In normal mammalian system HSF1 regulate the expression of HSP genes but non-hsp genes also regulated during stress and differentiation. Cancer cell show high rate of proliferation due to elevated expression of HSF1 which further induces over expression of heat response gene or hsp gene. Over expressed heat response gene downstream signaling enhances expression of Hsps many fold, specifically hsp70 in tumor cells. There is no always correlation but highly expressed HSF1 induces over expression of hsp70. Evidence from knock down studies of hsp-/- were suggested that HSF1 down-regulates expression of hsp70 in many cancer cell lines. Hyperphosphorylation of HSF1 in many cancer cells and their cell line was detected maximum suggesting over expression of specific member of heat shock protein family hsp70 in particular. But the question is that why Hsps expression variable in cancer cells? Is it depending on hsp member? or tumor characteristic? HSF1 knock down studies confirmed down regulation of hsp70 expression in several tumor model (Meng, L. et al 2010).

HSF1 and p53

The first evidence of HSF1 implication comes from in vivo studies on p53 -/- mice in the development of spontaneous tumor. Progressive growth of lymphoma has been observed in mice lacking p53-/-, HSF1-/- mice rarely developed lymphoma, but quite yield of other carcinoma (89).
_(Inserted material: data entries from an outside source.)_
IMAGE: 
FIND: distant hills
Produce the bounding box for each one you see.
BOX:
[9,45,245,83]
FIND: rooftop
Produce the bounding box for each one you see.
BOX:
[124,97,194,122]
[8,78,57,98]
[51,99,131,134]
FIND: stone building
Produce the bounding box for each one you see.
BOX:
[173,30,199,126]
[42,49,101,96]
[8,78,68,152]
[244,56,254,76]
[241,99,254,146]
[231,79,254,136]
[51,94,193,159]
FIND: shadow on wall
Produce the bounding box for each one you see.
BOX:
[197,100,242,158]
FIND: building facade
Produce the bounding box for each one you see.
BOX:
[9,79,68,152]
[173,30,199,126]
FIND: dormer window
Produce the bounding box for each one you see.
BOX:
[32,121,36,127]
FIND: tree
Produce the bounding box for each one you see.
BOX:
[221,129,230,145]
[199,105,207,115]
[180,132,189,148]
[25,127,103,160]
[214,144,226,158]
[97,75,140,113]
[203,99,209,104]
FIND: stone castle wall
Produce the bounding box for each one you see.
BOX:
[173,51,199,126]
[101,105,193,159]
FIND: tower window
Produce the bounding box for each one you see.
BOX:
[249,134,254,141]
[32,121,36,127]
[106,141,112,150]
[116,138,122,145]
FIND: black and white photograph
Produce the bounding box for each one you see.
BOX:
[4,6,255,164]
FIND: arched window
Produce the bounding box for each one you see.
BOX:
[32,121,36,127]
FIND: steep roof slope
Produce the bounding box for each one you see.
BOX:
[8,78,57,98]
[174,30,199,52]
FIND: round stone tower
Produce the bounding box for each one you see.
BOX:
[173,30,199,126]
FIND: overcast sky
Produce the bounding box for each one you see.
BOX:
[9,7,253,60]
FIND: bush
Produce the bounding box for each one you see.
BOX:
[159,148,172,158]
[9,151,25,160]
Tumor suppressor p53 is suppressed by genetic mutations in many cancers and their cell line. HSF lacking mice genetically suppresses formation/growth of spontaneous tumor (Dae et al) in mice carrying dominant negative mutation of p53, whereas hsf +/+ and hsf+/- bearing dominant negative mutation of p53 develop broad range of tumor such as sarcomas, lymphomas, carcinoma (Dai, C. et al 2007). Further, it was confirmed using HSF1 knockdown mice or through siRNA in several mice and human cell lines (10)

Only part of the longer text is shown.